Your church sounds very warm and down to earth. I don't go to church mainly because of my anxiety but also because I don't feel the need to go to church because I can connect with God in my own living room if I wanted a church isn't necessary for that but it's a great place to interact with people who share your beliefs.


----------



## dreamingoflife (Oct 22, 2006)

> surfingisfun001 wrote:
> Well it's not only christians, it's how society has become in many places.

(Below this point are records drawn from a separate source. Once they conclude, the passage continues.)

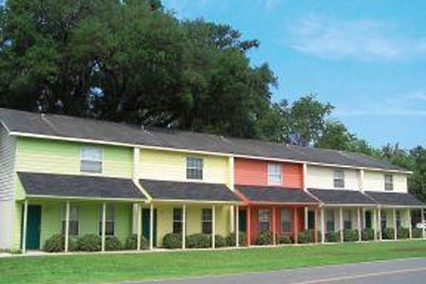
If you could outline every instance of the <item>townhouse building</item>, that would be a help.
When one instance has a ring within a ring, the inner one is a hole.
[[[163,246],[244,231],[297,242],[345,229],[405,227],[425,204],[405,169],[365,155],[0,109],[0,248],[40,249],[52,235],[131,234]],[[423,217],[424,214],[422,214]],[[395,239],[397,238],[395,230]],[[425,231],[423,230],[423,237]],[[359,234],[361,241],[361,234]]]

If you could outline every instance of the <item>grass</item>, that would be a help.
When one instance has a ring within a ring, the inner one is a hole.
[[[118,282],[261,272],[408,257],[426,257],[426,241],[14,257],[0,259],[0,283]]]

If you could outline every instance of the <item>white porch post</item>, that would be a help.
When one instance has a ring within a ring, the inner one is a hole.
[[[321,242],[324,244],[325,242],[325,220],[324,217],[324,207],[321,207],[320,218],[321,218]]]
[[[102,251],[105,251],[105,229],[106,228],[106,203],[102,204]]]
[[[239,247],[239,207],[235,207],[235,246]]]
[[[141,239],[142,236],[142,204],[138,203],[138,216],[136,219],[138,220],[138,224],[136,224],[138,240],[137,240],[137,246],[136,249],[138,251],[141,250]]]
[[[28,221],[28,202],[27,200],[25,200],[23,202],[23,226],[22,226],[22,244],[21,244],[21,251],[22,253],[25,253],[26,252],[26,229],[27,229],[27,221]]]
[[[343,239],[343,208],[339,208],[339,234],[340,236],[340,242],[344,242]]]
[[[65,251],[68,252],[70,246],[70,202],[67,201],[65,206]]]
[[[216,248],[216,207],[212,207],[212,248]]]
[[[149,207],[149,249],[154,248],[154,204],[151,202]]]
[[[186,247],[186,204],[182,209],[182,248]]]
[[[360,207],[358,207],[356,209],[356,217],[358,219],[358,220],[357,220],[358,241],[362,241],[362,238],[361,238],[362,228],[361,228],[361,208]]]
[[[393,239],[398,239],[398,228],[396,227],[396,209],[393,208],[392,210],[392,214],[393,215]]]

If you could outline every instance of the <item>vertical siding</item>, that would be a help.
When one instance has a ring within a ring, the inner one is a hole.
[[[80,148],[89,144],[46,139],[19,138],[16,146],[16,171],[89,175],[80,170]],[[131,178],[133,148],[110,146],[101,148],[102,174],[111,178]]]
[[[13,186],[15,138],[0,126],[0,248],[12,246],[13,234]]]
[[[187,180],[186,157],[204,159],[203,180]],[[141,178],[224,183],[229,182],[228,158],[207,155],[141,149],[139,175]]]
[[[285,187],[302,188],[302,165],[280,163],[283,182]],[[245,185],[268,185],[268,161],[244,158],[235,159],[235,184]]]
[[[359,190],[359,174],[356,170],[343,169],[344,172],[344,189]],[[307,186],[308,188],[331,190],[334,188],[334,168],[307,165]],[[341,188],[337,188],[341,189]]]

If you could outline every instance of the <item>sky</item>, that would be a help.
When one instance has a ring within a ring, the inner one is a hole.
[[[258,39],[253,65],[278,78],[274,101],[316,94],[375,147],[426,146],[426,1],[163,0],[180,18]]]

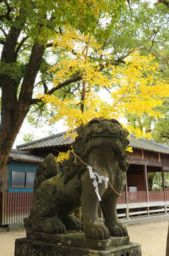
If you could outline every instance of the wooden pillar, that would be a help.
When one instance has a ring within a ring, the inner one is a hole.
[[[129,200],[128,200],[128,189],[127,189],[127,175],[126,175],[126,186],[125,186],[125,189],[126,189],[126,205],[127,205],[127,208],[126,208],[126,218],[127,219],[129,218]]]
[[[166,195],[165,195],[165,181],[164,181],[164,170],[163,167],[161,167],[161,176],[162,176],[162,184],[163,184],[163,190],[164,193],[164,201],[165,201],[165,213],[167,213],[167,203],[166,203]]]
[[[146,187],[146,200],[147,200],[147,202],[149,202],[147,169],[146,169],[146,164],[144,166],[144,177],[145,177]],[[147,207],[147,214],[148,214],[148,215],[149,215],[149,206]]]

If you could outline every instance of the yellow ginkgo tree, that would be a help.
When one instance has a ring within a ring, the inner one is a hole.
[[[57,48],[62,57],[49,70],[54,73],[54,86],[76,76],[78,80],[76,85],[69,85],[70,89],[76,87],[73,95],[62,97],[59,90],[55,94],[38,96],[54,113],[51,122],[62,119],[72,131],[94,117],[121,121],[127,112],[161,117],[157,107],[169,97],[169,87],[168,80],[159,76],[155,58],[134,49],[117,63],[111,60],[113,56],[105,45],[106,40],[100,45],[93,35],[81,35],[71,27],[54,39],[54,49]],[[109,92],[106,100],[102,97],[105,89]],[[127,129],[137,137],[146,135],[139,129]]]
[[[74,130],[93,117],[121,120],[125,112],[161,116],[156,107],[169,97],[168,80],[159,77],[154,58],[134,49],[117,63],[111,60],[113,56],[105,44],[106,40],[101,45],[92,34],[84,36],[71,27],[54,39],[54,49],[57,47],[62,56],[50,68],[55,87],[77,75],[79,80],[74,96],[61,98],[59,90],[38,96],[54,113],[50,122],[64,119]],[[107,100],[102,97],[105,88],[109,91]],[[128,129],[143,135],[139,129]]]

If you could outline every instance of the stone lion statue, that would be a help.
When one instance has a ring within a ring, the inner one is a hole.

Exactly. The media plays a big role in why people feel they have to have expensive things. People feel they need to in the catchphrase "keep up with the Joneses" and I too will admit I have been suckered into it but now days you will be judged if you aren't wearing a certain kind of clothing or drive a certain car. Schools in my opinion are worse than any church could be. The kids in schools these days are horrible at feeling the need to have expensive things and their friends as well. All picked up from parents and the media.


----------



## voidvoid (Sep 5, 2008)

Yes ofcourse it?s a problem in all of society. It just seems more concentrated in those "cool" churches like the Pentacostal-church (I think thats what Pingstkyrkan is translated to in english, it started in USA in 1901 and came to sweden with someone named T.B. Barratt in 1907 ) and many of the people in this church are very obsessed with USA aswell. This is probably why I have such a bad image of religion in the first place, because I had friends in the Pentacostal-church and saw first hand for many years how screwed up that place was.


----------



## voidvoid (Sep 5, 2008)

I must add that I am aware that not all churches are like this and there is alot of sensible people that go to church! Some of the nicest people I?ve met are christians. On the other hand, some of the other nicest people ive met are satanists in some form, and people inbetween!

I think the problem here is *LABELS* and I would actually like to appologize to the community for discussing all this because by arguing about religion etc etc I have forgotten my own belief that people are defined by what they say and do, or dont say or dont do. nothing else. Thereby rendering all the discussion moot and void.

And why label and define people anyways, live and let live.

Peace, really.

/Chris


----------



## Claymore (Jun 13, 2009)

dreamingoflife said:


> Your church sounds very warm and down to earth. I don't go to church mainly because of my anxiety but also because I don't feel the need to go to church because I can connect with God in my own living room if I wanted a church isn't necessary for that but it's a great place to interact with people who share your beliefs.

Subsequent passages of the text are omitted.